Goebbels suit aussi les progrès de Himmler en marche vers la puissance secrète. Il sait que Roehm est confiant : Himmler est son vieux compagnon des temps héroïques de Munich en 1922-1923. Himmler alors faisait partie de la Reichskriegsflagge. Lors du putsch, il était derrière les barbelés, tenant le drapeau du Parti. Roehm aime son vieux camarade Himmler ; il ne s’inquiète pas de la croissance des S.S. Il trouve normal que quelques S.A. deviennent S.S. et d’autant plus que les effectifs des S.S. ne doivent pas dépasser 10 % de ceux des S.A. Goebbels, au printemps 1934, apprend d’ailleurs par ses informateurs que Roehm et Himmler se sont rencontrés.
ROEHM ET HIMMLER
Vers le début mars, on a vu arriver à Rathenow, venant de Berlin qui n’est qu’à 78 kilomètres, de nombreuses voitures officielles. Elles traversent rapidement la petite ville au moment où les ouvriers des usines d’instruments optiques quittent sur leurs bicyclettes les bâtiments gris pour la pause de midi. Les voitures s’arrêtent devant l’entrée du Gut Gross-Wudicke qui appartient à M. von Gontard.

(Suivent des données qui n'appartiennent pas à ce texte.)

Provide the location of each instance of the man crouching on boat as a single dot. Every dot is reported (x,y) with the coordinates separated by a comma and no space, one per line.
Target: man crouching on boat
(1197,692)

De la voiture d’Ernst Roehm descendent aussi le S.A. Standartenführer Graf Spreti, cet aide de camp à visage de fille dont on sait qu’il est la dernière passion de Roehm, puis le S.S. Gruppenführer Bergmann qui est aide de camp de Roehm avec le titre de Chef Adjudant et enfin Konsul Rolf Reiner, chef du cabinet de Roehm. Lui aussi est S.S. Gruppenführer et avec Bergmann ils sont auprès de Boehm les agents de liaison de Himmler et ses informateurs. D’une autre voiture descendent Himmler et son aide de camp, l’Obersturmbannführer de la S.S. Karl Wolff. À pas lents, le groupe où se mêlent les uniformes noirs et bruns se dirige vers les bâtiments du domaine. Un repas doit y avoir lieu. La conversation est amicale.

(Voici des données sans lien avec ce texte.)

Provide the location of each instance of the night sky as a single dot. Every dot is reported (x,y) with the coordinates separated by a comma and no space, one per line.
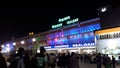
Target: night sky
(18,22)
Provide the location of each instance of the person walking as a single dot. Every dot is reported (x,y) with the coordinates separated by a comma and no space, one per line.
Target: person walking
(113,62)
(2,60)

Roehm a même familièrement pris Himmler par le bras. À table, le ton des conversations monte. Roehm qui a bu et mangé d’abondance, s’enflamme, interpelle Himmler : « Les S.S. ont une attitude conservatrice » dit-il, ils protègent la « Reaktion » et les petits-bourgeois, « leur soumission à la bureaucratie traditionnelle, à l’armée est trop grande ». Himmler se tait : il n’a pas l’habitude d’être ainsi frappé par des reproches publics. C’est son aide de camp Karl Wolff qui prendra – il s’en souvient encore des années plus tard – la défense de son chef, qui était un timide, dira-t-il, et des S.S.
Goebbels et les autres dirigeants du parti – Goering d’abord – avaient eu connaissance de la rencontre et de son objet. Himmler est apparemment toujours le second fidèle de Roehm : mais ses réseaux policiers s’étendent Goering lui envoie des intermédiaires : Pili Körner surtout qui fait la liaison entre « l’aviateur dément », comme l’appellent certains militaires, et le chef des miliciens noirs. Goering cherche à obtenir des garanties pour lui-même et à pousser Himmler et Heydrich contre Roehm.
Joseph Goebbels observe ces préparatifs. Il sait que Himmler et Heydrich rassemblent à Berlin des collaborateurs sûrs, qu’ils font venir de Munich : Müller, Heisinger, Huber, Flesch. Autour de Roehm ils resserrent le cercle.
La Gestapo et aussi des agents de renseignements de l’armée découvrent à Berlin une ancienne ordonnance du mess des officiers de Himmelstadt. Roehm avait été en garnison dans cette petite ville. L’ordonnance est maintenant restaurateur dans la capitale. Des messieurs auxquels il n’est pas question de refuser de parler lui posent des questions précises sur la lointaine vie privée du capitaine Roehm. A Himmelstadt, Roehm avait une liaison avec une jeune fille, commence par dire le restaurateur. L’interrogatoire continue. Bien sûr, ajoute-t-il, les ordonnances savaient que Roehm avaient aussi des moeurs particulières : « Vous comprenez, dit-il, il tentait toujours de se livrer, sur nous, les ordonnances, à des choses pas morales. »
Les messieurs enregistrent la déposition. Quand la police s’intéresse ainsi à la vie privée d’un ministre cela signifie, à tout le moins, que sa situation n’est plus indiscutable et que certains cherchent à constituer les dossiers de la future accusation.
C’est le mois d’avril 1934 : Roehm proclame à tous qu’il faut poursuivre la Révolution, l’achever. « Ne débouclez pas vos ceinturons », lance-t-il aux Sections d’Assaut. Et les S.A. parlent de « nettoyer la porcherie ».